Photo by Justin Wan | The State News

Bloomington, Ind. — Growing up a little more than an hour away from Assembly Hall, it was a pipe dream of many that Gary Harris would be a Hoosier.

Yet after taking his talents north and deciding to play at MSU, the love quickly faded. From the moment he walked on the court of the famed college basketball cathedral on Sunday, Harris had a target on his back.

Each time he touched the ball, the freshman guard was greeted by a red army of raucous jeers, boos and chants of “Gary sucks.”

However, it was a lesson in focus for Harris, who’s quickly becoming one of the Big Ten’s most exciting young players.

Fighting off an angry crowd with poise and composure, Harris finished with a team-high 21 points — one shy of his career-best — in the No. 13 Spartans’ (17-4 overall, 6-2 Big Ten) 75-70 loss to No. 7 Indiana (18-2, 6-1) on Sunday.

“To be honest, I didn’t really hear that much of anything really,” Harris said. “I was just so focused on the game and you kind of block everything else out.”

As the Spartans continue on in a stretch of 11 games ­— six of which come against ranked opponents — lessons learned in Bloomington, Ind., certainly aren’t lessons wasted.

Despite turning the ball over 19 times and losing junior guard Keith Appling for much of the game because of foul trouble, this team grew up in a heated road battle. They took one of the nation’s best teams down to the wire. They had a chance to win ­— multiple chances, in fact.

For head coach Tom Izzo, it was the outing he’s been waiting for, though not the outcome he would have liked.

“I said to my staff before the game, ‘We’re going to learn something about this team,’ and 90 percent of what I learned was positive,” Izzo said. “The one negative is when we get tired, we need to find the ability to suck it up.”

Harris wasn’t the only one with lessons to take away from Sunday’s loss to the Hoosiers.

With Appling in foul trouble, the Spartans were forced to turn to other scoring options before weathered legs folded to Indiana down the stretch.

Cognizant of his absence potentially costing the Spartans a chance to win, Appling grew in his new role as a team captain and apologized to the team in the locker room after the game.

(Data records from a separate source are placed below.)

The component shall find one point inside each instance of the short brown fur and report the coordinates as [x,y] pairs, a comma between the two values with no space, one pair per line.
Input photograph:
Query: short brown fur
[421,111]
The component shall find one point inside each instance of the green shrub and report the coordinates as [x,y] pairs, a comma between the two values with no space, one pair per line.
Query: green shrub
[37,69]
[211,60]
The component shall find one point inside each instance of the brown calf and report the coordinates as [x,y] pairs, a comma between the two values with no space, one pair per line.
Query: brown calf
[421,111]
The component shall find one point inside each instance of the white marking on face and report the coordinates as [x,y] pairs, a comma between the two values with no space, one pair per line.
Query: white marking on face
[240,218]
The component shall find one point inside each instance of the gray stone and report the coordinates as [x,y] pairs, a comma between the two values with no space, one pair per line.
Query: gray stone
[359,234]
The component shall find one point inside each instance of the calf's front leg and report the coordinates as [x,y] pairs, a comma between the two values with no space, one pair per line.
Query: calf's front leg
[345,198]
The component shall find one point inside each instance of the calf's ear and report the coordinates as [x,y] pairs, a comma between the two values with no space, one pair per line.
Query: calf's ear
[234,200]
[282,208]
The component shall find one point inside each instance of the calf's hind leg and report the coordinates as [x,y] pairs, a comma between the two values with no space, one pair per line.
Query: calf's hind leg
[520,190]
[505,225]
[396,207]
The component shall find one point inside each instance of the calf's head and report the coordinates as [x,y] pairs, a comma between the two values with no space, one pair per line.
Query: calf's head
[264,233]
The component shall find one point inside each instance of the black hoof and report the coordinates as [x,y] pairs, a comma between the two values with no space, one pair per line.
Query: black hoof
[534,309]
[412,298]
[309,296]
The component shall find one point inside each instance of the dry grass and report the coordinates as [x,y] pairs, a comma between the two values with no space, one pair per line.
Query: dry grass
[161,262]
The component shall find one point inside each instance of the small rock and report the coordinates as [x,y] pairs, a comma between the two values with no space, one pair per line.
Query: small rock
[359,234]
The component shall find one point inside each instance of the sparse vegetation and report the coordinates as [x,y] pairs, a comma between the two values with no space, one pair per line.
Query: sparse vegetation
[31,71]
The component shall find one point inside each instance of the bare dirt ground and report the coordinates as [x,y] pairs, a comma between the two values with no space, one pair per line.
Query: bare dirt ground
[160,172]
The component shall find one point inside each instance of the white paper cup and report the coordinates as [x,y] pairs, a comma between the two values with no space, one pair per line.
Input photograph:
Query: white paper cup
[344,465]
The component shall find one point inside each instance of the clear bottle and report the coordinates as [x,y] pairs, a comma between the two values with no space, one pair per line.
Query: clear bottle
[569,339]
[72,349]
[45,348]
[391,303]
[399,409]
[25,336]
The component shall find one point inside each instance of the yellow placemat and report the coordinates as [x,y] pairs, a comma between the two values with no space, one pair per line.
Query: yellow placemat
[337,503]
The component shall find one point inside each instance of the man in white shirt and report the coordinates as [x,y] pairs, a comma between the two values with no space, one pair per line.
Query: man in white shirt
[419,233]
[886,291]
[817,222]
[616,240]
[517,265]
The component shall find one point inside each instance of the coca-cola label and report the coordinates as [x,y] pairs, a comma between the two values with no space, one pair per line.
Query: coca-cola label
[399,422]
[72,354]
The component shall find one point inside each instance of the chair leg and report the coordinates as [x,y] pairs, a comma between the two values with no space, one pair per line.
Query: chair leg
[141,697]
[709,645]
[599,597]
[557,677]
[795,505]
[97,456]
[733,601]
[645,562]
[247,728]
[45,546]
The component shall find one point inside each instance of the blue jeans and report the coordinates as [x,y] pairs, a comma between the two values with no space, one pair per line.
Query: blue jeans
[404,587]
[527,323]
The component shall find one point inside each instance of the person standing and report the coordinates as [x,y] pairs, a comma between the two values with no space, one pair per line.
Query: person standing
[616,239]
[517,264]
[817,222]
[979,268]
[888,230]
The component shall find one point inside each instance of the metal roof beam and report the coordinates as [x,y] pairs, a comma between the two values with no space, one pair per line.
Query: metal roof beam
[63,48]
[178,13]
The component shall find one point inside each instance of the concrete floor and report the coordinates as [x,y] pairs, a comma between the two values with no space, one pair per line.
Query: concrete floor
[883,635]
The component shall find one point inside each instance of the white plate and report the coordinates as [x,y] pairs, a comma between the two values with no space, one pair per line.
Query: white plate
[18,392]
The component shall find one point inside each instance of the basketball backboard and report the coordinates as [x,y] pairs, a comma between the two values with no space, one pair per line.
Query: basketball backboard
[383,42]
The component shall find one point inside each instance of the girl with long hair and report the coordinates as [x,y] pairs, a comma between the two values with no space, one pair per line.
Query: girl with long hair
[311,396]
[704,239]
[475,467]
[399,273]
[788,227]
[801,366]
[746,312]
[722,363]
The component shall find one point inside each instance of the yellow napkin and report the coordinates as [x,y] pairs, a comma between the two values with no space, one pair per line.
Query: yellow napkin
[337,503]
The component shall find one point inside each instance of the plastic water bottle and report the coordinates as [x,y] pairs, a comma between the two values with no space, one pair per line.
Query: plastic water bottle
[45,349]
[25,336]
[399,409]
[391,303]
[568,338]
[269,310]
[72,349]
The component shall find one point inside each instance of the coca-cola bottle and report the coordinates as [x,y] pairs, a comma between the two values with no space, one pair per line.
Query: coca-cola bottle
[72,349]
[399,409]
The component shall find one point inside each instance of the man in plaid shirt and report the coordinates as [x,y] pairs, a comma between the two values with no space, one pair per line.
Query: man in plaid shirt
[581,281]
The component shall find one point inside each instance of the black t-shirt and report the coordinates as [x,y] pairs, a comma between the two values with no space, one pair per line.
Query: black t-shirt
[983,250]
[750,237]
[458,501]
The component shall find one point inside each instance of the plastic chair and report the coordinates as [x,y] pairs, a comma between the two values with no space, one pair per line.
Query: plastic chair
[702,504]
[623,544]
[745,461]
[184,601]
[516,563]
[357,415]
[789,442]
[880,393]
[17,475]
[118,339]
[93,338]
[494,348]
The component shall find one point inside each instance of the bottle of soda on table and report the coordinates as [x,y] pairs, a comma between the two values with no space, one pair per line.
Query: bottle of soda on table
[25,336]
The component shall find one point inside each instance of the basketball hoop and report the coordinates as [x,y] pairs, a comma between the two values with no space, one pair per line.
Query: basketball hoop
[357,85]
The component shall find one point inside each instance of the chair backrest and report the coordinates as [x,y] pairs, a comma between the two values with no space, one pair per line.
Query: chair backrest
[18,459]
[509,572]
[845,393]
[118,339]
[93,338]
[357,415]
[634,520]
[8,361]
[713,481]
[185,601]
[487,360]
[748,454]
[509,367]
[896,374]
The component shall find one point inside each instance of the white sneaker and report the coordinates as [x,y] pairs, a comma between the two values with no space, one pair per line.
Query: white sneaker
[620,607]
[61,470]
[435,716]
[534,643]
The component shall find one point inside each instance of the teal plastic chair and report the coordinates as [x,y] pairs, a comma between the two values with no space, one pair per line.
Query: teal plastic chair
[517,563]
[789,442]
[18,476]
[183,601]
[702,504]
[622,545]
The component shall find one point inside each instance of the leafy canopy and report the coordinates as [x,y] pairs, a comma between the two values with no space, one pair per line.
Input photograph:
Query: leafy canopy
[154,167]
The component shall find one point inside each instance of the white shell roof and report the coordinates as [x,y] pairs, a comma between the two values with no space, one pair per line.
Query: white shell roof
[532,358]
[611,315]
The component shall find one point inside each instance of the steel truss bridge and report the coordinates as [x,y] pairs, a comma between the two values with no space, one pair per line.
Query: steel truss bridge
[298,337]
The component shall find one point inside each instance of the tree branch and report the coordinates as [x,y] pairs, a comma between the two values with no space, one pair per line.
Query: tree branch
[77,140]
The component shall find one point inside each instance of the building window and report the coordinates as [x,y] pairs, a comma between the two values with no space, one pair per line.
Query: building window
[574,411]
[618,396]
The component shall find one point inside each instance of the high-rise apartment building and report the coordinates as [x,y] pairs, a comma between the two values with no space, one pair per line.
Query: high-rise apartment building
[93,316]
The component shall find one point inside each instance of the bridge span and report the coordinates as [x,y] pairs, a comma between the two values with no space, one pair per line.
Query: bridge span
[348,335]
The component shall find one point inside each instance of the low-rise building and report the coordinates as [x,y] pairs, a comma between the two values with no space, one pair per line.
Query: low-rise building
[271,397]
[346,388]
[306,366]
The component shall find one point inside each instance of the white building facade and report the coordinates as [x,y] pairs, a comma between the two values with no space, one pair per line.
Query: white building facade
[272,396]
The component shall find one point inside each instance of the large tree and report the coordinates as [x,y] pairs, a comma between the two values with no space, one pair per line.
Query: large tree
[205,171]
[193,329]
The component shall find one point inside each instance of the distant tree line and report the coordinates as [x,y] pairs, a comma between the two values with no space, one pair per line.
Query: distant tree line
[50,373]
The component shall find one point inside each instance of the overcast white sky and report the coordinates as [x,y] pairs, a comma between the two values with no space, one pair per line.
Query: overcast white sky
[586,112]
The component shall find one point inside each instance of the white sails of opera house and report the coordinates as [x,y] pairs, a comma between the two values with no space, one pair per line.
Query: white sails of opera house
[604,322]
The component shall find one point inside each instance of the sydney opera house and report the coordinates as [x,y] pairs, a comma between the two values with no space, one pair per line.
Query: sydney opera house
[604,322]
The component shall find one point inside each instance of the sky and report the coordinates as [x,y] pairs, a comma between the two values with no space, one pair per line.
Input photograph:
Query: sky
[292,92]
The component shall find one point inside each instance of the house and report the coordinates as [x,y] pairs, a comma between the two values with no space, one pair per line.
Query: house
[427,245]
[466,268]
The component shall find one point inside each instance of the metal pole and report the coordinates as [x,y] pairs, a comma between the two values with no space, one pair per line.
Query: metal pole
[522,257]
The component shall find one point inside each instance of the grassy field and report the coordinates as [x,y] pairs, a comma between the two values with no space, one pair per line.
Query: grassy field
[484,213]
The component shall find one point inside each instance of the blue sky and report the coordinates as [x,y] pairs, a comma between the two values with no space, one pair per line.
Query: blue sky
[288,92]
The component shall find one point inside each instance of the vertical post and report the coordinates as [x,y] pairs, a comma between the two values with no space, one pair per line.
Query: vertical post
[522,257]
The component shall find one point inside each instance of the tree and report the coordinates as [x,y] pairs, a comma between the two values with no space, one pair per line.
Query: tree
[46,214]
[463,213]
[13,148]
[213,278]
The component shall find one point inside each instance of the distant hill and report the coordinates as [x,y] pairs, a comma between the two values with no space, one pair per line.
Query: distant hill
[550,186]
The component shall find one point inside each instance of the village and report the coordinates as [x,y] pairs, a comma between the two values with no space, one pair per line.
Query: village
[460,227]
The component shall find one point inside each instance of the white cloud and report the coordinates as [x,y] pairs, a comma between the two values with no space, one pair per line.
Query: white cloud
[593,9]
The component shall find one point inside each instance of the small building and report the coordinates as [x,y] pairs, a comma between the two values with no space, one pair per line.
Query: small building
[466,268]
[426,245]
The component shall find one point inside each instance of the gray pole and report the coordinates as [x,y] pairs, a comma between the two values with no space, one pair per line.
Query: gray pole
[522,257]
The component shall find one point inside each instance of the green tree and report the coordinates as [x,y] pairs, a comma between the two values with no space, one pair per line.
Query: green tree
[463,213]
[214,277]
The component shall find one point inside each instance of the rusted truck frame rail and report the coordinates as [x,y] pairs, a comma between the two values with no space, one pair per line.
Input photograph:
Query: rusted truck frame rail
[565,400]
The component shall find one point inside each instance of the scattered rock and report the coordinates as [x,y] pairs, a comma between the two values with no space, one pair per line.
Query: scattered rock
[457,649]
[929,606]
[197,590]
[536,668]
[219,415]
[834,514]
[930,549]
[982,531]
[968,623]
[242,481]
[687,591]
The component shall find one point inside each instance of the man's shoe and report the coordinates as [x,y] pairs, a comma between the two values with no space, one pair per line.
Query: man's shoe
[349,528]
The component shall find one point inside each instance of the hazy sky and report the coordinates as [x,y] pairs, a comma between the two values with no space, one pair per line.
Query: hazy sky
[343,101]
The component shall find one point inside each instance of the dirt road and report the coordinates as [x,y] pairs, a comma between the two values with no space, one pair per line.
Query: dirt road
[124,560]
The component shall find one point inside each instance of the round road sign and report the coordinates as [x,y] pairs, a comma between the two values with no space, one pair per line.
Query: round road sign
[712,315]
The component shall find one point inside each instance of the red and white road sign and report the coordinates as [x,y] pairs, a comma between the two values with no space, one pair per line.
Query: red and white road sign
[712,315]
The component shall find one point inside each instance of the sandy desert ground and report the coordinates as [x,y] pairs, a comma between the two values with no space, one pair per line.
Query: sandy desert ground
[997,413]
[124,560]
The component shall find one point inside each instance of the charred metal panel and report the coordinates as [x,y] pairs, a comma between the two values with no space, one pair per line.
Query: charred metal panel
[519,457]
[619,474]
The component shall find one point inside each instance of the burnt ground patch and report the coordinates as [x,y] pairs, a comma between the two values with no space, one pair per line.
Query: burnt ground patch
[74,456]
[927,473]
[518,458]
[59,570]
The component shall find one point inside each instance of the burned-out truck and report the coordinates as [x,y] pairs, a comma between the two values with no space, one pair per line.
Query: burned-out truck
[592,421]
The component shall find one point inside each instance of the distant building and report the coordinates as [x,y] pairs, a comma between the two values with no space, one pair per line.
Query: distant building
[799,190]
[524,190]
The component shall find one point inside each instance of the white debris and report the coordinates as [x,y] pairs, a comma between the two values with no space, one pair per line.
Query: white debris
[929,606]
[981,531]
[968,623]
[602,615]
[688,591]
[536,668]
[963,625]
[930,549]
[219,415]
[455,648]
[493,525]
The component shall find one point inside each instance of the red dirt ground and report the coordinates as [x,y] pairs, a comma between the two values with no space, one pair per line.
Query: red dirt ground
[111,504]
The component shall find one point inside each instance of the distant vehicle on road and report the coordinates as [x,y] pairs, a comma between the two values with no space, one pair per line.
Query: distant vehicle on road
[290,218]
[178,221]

“That last foul was just a frustration foul,” Izzo said. “He did not use his head at all. You don’t go after a guy from behind, especially a guy like (Victor) Oladipo who can jump out of the gym. That was not a very smart move, and he knows that.”

But as Izzo said, it was mostly positive.

Junior center Adreian Payne knocked down a personal single-game high three 3-pointers in an 18-point outing. By shooting 7-for-10 from the field, Payne not only is becoming a more effective option on offense, but also is making an impression of a guy with serious NBA potential.

“I was just trying to win the game,” Payne said. “Just (doing) whatever I could. I picked and popped and they was playing off of me. I (thought I could) knock down the shot and I shot it.”

Senior center Derrick Nix deserves a tip of the cap after holding the highly-touted Indiana forward Cody Zeller to just nine points in the game.

The Spartans will get another crack at the Hoosiers in 22 days at Breslin Center; another chance to seize momentum and potentially claim the Big Ten lead.